NGO denounces “intimidation” of voters in Zimbabwe

Rights activists on Tuesday accused the Zimbabwe Electoral Commission (ZEC), where presidential and parliamentary elections are due to be held in August, of disclosing the phone numbers of voters who they say have received “intimidation” messages from the ruling party. NGO denounces “intimidation” of voters in Zimbabwe:

NGO denounces "intimidation" of voters in Zimbabwe
Zimbabwe main opposition party the Movement for Democratic Change (MDC) Alliance supporters lead by Nelson Chamisa march for electoral reforms to the Zimbabwe Electoral Commission (ZEC) in the streets of the capital Harare on July 11, 2018. (Photo by Jekesai NJIKIZANA / AFP)

NGO denounces “intimidation” of voters in Zimbabwe:

According to local NGO Team Pachedu, voters, some of them newly registered, have received personalized text messages in Shona (the local language), including the name of the constituency to which they belong and signed with the name of President Emmerson Mnagwa, who is running for re-election.

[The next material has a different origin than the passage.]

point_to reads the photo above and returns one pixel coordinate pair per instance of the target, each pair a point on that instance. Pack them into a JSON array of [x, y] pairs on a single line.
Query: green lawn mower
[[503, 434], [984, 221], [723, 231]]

“This information is only on the new voters’ list and only the ZEC (electoral commission) is supposed to have access to it,” the organization said.

In addition, “the people who receive the messages are new registrants” as well as opposition supporters “who have never provided their details” to the ruling Zanu-PF, added Team Pachedu. The organization has declared its intention to sue.

When asked, the electoral commission denied providing any contact information. “We have not given anything to anyone,” said its vice president, Rodney Simukai Kiwa. “We are shocked to hear that,” he added.

When contacted by the media, Zanu-PF did not respond. According to Team Pachedu, the “intimidation tactic” of sending text messages on private numbers had already been used during the last elections in 2018.

The organization had denounced irregularities in the division of electoral districts last month. President Mnangagwa is regularly accused of muzzling the opposition. But unable to raise an economy in crisis for the past twenty years, he faces a growing discontent.